Coke's most influential directors have long dominated both the finance and management development committees, so it comes as no surprise that the selection panel's roster reads like a who's who of Coke's longest-serving directors. In addition to Keough, Buffett and Williams, the panel includes Herbert Allen, chief executive of Allen & Co, the investment firm; James Robinson III, co-founder and general partner of RRE Ventures and chairman of RRE Investors; and Barry Diller, chairman of InterActiveCorp, an online services company. Diller, who joined in 2002, is the only panel member who has been on the board less than 15 years.

Members of the selection committee (average age: 69) own about 16 percent of Coke's shares. Keough, who heads the nominating panel, is also the chairman of Allen's company and sits on the board of Diller's InterActiveCorp and Buffett's Berkshire Hathaway. Daft is a director of SunTrust Banks.

"Some of the more senior board members are either in an ivory tower or they're not concerned with shareholder concerns," said Andrew Conway, a beverage analyst at Credit Suisse First Boston. "Whether fact or fiction, that is the perception among a broad swath of institutional shareholders. The perception of that insularity is leading to nervousness on the shares."

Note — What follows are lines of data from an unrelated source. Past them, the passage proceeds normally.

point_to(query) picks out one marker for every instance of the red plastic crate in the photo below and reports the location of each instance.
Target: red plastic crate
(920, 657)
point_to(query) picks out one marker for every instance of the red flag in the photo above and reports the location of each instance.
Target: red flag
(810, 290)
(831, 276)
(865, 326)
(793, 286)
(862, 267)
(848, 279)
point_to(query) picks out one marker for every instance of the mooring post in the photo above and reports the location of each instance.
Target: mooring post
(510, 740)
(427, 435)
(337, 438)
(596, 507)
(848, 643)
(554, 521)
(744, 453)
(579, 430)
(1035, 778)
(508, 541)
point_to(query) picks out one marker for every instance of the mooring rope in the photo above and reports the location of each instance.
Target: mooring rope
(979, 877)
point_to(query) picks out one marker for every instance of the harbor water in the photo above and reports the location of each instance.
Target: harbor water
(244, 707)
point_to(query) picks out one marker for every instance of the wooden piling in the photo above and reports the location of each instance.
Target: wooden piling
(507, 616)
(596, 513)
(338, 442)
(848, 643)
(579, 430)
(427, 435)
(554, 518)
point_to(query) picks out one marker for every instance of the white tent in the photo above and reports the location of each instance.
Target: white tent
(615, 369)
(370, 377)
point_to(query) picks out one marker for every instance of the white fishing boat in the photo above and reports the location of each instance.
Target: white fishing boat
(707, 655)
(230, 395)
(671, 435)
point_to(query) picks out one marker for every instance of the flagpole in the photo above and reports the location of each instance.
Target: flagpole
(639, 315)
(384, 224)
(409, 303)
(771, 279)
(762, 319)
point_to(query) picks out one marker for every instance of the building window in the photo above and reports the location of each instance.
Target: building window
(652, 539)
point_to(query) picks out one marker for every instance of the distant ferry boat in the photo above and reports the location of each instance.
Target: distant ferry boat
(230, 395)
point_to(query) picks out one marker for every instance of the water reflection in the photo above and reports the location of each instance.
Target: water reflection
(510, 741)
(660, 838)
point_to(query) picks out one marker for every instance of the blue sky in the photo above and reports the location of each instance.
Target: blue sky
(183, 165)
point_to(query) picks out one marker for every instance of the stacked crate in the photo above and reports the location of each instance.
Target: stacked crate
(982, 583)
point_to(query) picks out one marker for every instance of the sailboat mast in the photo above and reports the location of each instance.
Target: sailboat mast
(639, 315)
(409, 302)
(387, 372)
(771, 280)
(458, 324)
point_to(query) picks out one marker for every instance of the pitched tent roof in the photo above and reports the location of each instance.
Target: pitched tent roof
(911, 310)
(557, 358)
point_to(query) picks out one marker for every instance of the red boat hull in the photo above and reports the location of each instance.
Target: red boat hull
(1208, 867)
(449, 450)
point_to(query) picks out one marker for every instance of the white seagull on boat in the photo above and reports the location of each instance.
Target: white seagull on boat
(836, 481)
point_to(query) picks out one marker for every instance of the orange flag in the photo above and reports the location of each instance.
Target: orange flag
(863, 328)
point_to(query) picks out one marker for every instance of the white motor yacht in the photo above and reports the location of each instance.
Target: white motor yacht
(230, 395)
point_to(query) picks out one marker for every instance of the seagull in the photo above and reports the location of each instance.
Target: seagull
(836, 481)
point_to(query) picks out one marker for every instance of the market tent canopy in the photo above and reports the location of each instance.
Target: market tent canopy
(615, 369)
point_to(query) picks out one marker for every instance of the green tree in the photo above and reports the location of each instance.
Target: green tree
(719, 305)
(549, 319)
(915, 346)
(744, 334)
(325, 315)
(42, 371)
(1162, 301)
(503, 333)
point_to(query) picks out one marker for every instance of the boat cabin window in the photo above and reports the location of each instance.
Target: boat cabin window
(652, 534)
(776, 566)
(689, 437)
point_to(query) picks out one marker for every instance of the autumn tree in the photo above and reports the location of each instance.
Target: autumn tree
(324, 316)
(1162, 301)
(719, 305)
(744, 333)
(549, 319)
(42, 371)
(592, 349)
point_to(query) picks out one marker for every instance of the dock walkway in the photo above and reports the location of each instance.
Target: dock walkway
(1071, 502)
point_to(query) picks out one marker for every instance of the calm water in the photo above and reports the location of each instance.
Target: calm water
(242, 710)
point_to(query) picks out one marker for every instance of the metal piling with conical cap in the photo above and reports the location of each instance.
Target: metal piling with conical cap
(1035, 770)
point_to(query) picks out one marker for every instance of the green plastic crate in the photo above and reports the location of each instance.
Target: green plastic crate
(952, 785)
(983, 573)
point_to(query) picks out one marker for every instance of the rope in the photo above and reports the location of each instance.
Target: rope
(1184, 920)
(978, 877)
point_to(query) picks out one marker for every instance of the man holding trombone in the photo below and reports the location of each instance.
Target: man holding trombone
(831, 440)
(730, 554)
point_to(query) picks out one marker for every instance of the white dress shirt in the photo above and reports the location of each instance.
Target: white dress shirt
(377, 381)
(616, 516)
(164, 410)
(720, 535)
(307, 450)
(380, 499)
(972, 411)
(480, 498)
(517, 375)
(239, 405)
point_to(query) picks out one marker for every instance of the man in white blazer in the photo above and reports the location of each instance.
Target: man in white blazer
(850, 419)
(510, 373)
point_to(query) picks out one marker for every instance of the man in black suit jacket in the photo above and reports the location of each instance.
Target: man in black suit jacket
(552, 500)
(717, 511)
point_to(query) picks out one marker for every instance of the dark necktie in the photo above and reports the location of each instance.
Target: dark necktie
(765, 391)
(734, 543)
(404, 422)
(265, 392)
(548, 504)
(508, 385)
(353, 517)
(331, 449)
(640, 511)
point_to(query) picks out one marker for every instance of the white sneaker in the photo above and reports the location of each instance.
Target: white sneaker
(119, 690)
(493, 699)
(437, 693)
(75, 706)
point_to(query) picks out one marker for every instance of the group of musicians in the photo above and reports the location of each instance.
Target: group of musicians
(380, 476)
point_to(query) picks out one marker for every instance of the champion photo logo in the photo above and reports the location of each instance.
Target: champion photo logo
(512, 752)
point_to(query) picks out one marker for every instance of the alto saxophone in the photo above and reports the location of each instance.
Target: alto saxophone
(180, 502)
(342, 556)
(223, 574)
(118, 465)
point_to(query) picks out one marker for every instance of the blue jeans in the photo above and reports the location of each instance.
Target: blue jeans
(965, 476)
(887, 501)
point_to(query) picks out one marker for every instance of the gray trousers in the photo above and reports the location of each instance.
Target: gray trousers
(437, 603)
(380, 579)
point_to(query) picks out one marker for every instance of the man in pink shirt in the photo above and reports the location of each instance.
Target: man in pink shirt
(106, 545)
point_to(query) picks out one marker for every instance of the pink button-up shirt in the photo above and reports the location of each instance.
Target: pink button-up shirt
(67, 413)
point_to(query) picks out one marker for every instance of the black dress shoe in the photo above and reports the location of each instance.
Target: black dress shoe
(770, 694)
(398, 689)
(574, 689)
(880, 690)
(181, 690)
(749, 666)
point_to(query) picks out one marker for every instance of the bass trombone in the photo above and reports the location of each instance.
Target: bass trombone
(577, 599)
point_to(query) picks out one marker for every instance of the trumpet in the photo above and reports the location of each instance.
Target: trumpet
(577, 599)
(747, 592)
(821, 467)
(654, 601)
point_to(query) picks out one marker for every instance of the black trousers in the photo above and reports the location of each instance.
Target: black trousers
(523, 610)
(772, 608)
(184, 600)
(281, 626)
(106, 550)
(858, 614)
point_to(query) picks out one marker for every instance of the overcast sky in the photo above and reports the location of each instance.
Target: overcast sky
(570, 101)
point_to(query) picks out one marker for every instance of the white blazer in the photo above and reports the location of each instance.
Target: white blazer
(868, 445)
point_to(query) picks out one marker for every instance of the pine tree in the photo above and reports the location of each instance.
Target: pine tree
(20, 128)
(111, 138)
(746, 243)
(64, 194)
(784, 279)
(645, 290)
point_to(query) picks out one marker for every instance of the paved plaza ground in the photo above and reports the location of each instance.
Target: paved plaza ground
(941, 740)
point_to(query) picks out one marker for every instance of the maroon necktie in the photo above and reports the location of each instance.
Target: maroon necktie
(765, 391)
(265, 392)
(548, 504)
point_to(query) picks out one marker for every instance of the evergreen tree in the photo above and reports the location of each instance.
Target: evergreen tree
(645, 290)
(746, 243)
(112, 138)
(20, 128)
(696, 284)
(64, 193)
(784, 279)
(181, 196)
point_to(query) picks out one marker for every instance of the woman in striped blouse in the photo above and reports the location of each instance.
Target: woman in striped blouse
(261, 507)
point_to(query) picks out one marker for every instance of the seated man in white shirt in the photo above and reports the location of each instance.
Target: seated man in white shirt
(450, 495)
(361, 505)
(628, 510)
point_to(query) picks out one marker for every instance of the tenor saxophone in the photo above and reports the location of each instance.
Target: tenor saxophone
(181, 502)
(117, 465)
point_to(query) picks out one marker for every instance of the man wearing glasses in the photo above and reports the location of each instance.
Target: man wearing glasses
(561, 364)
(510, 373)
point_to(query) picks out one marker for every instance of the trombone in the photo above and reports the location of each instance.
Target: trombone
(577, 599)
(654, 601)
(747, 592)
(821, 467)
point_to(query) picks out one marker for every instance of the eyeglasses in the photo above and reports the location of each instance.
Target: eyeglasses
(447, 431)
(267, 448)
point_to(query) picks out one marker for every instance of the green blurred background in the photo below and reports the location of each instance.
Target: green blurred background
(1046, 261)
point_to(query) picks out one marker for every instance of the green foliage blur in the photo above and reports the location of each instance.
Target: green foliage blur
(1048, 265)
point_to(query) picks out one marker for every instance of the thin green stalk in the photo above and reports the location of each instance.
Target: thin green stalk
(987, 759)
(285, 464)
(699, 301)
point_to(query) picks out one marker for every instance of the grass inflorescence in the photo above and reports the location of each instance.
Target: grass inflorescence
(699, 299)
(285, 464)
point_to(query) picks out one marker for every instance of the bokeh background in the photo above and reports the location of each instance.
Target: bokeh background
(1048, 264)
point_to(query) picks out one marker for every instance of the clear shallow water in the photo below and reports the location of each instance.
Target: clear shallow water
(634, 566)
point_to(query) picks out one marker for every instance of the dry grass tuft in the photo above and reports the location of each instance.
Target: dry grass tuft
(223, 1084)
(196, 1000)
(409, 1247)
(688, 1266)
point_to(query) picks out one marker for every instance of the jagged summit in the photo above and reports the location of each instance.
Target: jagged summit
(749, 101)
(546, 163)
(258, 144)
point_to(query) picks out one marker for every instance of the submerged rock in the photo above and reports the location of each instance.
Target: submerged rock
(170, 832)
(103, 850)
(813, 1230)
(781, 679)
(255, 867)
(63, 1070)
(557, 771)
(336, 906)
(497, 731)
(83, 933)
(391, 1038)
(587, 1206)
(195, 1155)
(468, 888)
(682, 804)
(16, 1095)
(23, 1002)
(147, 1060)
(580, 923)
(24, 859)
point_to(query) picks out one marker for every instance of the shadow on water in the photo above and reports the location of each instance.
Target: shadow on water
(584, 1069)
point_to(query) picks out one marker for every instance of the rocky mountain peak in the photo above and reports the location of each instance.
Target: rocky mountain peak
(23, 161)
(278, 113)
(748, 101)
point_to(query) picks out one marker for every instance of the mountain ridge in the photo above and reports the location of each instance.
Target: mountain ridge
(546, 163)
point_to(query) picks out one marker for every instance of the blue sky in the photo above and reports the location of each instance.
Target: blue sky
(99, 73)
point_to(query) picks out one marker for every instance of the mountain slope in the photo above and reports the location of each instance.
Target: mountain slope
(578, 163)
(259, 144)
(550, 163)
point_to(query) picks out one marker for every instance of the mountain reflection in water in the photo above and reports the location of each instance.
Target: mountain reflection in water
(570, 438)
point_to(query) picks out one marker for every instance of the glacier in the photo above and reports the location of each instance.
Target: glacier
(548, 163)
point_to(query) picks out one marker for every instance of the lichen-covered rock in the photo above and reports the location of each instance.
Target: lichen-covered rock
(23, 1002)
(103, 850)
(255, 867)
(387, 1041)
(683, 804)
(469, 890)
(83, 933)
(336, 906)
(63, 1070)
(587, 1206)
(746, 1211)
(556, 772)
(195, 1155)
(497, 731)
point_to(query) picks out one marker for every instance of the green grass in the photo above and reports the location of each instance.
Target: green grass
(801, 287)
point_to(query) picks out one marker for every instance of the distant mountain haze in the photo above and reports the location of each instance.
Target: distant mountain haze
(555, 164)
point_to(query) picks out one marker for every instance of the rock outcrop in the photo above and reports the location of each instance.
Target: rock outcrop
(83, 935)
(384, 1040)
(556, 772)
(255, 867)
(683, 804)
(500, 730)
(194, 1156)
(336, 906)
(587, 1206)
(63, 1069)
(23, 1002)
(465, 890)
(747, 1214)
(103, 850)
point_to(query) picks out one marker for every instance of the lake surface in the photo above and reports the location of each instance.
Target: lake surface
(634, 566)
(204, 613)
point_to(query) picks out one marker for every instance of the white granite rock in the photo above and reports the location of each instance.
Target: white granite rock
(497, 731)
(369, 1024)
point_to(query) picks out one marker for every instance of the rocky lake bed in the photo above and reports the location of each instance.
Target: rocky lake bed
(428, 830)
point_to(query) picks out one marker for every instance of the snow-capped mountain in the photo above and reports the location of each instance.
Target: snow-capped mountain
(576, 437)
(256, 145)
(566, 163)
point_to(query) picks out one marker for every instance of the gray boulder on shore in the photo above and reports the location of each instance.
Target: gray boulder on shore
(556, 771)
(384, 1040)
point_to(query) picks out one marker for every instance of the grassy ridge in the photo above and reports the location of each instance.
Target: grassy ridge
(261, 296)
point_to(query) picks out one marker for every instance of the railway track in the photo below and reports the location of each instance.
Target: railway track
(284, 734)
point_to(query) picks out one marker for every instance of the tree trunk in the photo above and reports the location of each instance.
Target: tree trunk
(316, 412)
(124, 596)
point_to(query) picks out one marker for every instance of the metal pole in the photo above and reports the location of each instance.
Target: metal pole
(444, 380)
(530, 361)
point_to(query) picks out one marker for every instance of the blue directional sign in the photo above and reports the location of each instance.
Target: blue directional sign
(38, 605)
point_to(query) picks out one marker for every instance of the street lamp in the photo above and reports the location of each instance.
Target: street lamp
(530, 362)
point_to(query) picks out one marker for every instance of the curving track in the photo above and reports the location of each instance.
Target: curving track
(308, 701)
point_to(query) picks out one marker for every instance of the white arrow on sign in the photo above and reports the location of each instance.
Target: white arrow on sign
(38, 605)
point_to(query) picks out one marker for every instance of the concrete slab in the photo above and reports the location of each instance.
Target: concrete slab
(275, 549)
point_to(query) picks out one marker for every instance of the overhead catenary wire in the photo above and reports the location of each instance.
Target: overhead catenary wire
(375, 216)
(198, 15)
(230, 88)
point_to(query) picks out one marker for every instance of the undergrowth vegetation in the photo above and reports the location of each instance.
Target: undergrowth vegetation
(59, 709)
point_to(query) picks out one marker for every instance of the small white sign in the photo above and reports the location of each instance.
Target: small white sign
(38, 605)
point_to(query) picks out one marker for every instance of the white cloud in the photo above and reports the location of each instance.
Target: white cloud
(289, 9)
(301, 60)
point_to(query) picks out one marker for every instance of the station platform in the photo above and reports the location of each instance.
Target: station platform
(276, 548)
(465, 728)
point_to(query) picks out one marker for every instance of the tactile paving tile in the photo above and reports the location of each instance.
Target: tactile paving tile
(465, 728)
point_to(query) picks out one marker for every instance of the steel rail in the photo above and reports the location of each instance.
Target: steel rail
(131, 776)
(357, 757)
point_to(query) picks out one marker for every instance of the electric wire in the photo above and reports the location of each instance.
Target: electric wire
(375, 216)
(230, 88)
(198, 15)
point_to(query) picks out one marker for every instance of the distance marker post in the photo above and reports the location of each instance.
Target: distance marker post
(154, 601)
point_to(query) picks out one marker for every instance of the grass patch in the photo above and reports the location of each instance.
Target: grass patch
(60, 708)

The directors also do quite a bit of business with Coke. Buffett's McLane Co, for example, bought US$103.9 million of fountain syrup last year and received US$11 million in agency commissions relating to the sale of Coke products, according to Coke's proxy. Even so, Buffett is what Coke calls an "independent director."

Allen, Keough and Donald McHenry, president and owner of the IRC Group, a consulting firm, are not independent directors because of business deals or consulting agreements with the company. Corporate governance experts say Coke has assembled a search committee that many companies would envy. Still, they said, shareholders should be concerned about the ties among panel members.

"When there are this many entangling alliances, you have the same kind of inbreeding problems that produces albinos," said Sarah Teslik, executive director of the Council of Institutional Investors. "Even if these people have courage and are properly motivated, they all see the same things and, more importantly, they all fail to see the same things."

Last month, Coke's directors hired Heidrick & Struggles, an executive recruitment company, to conduct the search. The company, which also recruited Steven Heyer to be Coke's president and chief operating officer in 2001, declined to comment on the search.